A Meknès, le PJD, qui pourrait être le grand bénéficiaire de l’instauration du seuil de répartition des sièges de 6%, a de fortes chances de reprendre la présidence du conseil occupée par un cadre du PRE depuis la révocation de Aboubakr Belkora en février. Le parti islamiste s’est même offert le luxe de faire un pied de nez au ministère de l’intérieur en désignant ce dernier à la tête de sa liste électorale. La preuve, explique M. Daoudi, que «le PJD ne lâche pas les siens, quel qu’en soit le prix». A moins d’une surprise, M. Belkora devrait donc pouvoir regagner son siège. Il n’est d’ailleurs pas le seul maire sortant du parti islamiste à diriger une liste électorale locale, des candidatures similaires étant attendues à Témara, Ksar El Kébir et Oued-Zem. A Kénitra, le parti de la lampe présentera l’ex-dirigeant de sa Chabiba, Abdelaziz Rebbah, tandis qu’à Tanger le député Najib Boulif devrait mener les troupes.

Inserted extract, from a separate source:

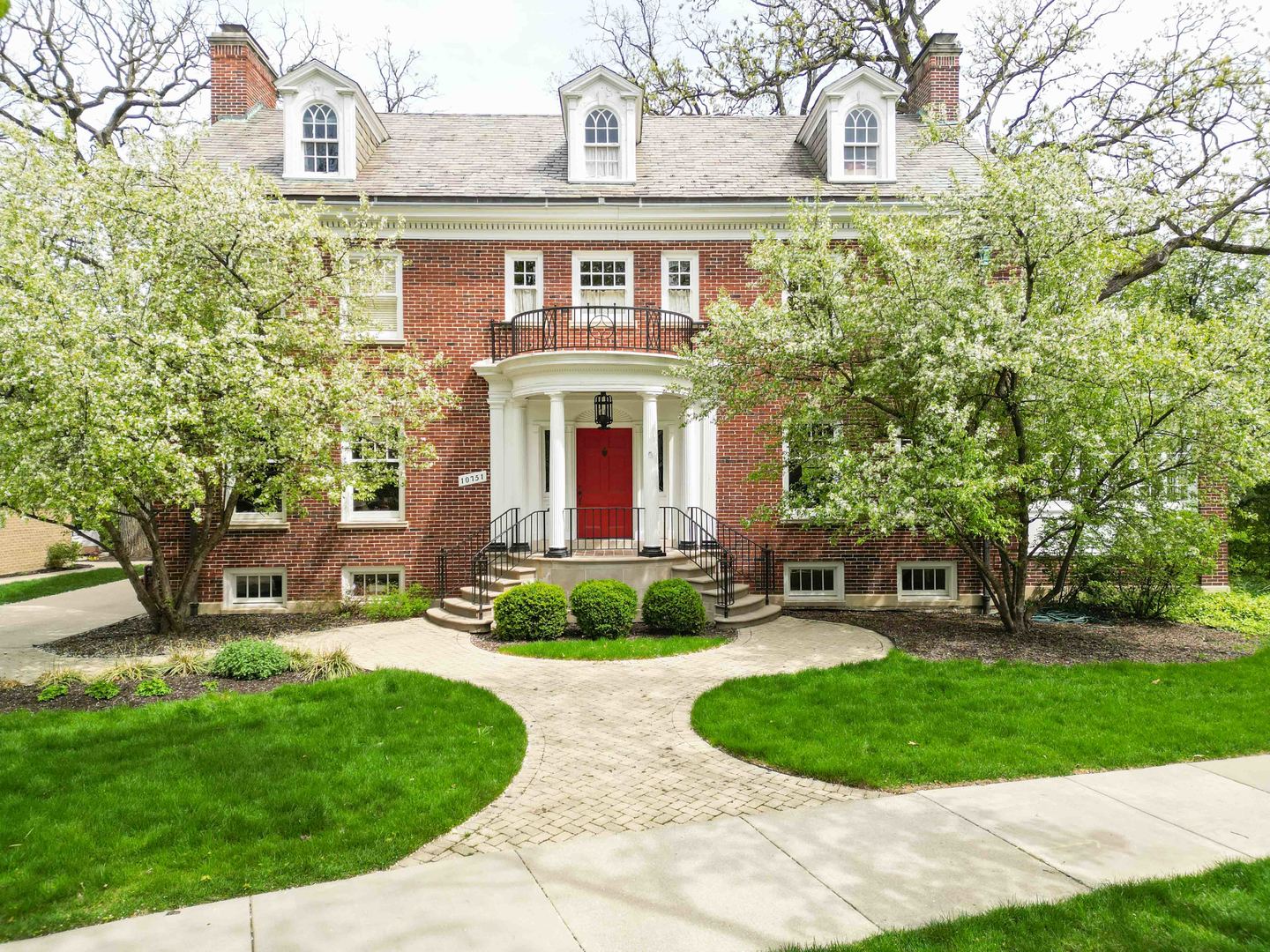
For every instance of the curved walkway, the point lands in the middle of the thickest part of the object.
(611, 747)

A Fès, toutefois, où l’on évoque, entre autres, la candidature de Abdellah Abdellaoui, député local, les choses devraient se présenter différemment. A l’instar de Salé, le sort de la présidence du conseil de la ville devrait se jouer en fonction des alliances, auquel cas l’équipe de l’istiqlalien Hamid Chabat devrait partir favorite même si elle récolte moins de voix. Une étape où le RNI devrait jouer un rôle non négligeable, et où le ministre du tourisme Rniste, Mohamed Boussaïd, serait tenté de se présenter, mais sans viser la présidence du conseil.
Au-delà des candidatures, difficile de prévoir l’issue des élections. Si bon nombre de candidats sont connus, cette année est marquée par deux inconnues : le PJD, qui, pour la première fois, se présente sans limiter ses candidatures, et le PAM, dont la première expérience électorale, à l’occasion des législatives partielles de septembre 2008, a été à la fois décevante (un seul élu) et prometteuse au vu du nombre de voix récoltées. Les deux partis, à défaut de prendre la tête des conseils communaux, deviendront-ils des faiseurs de majorité?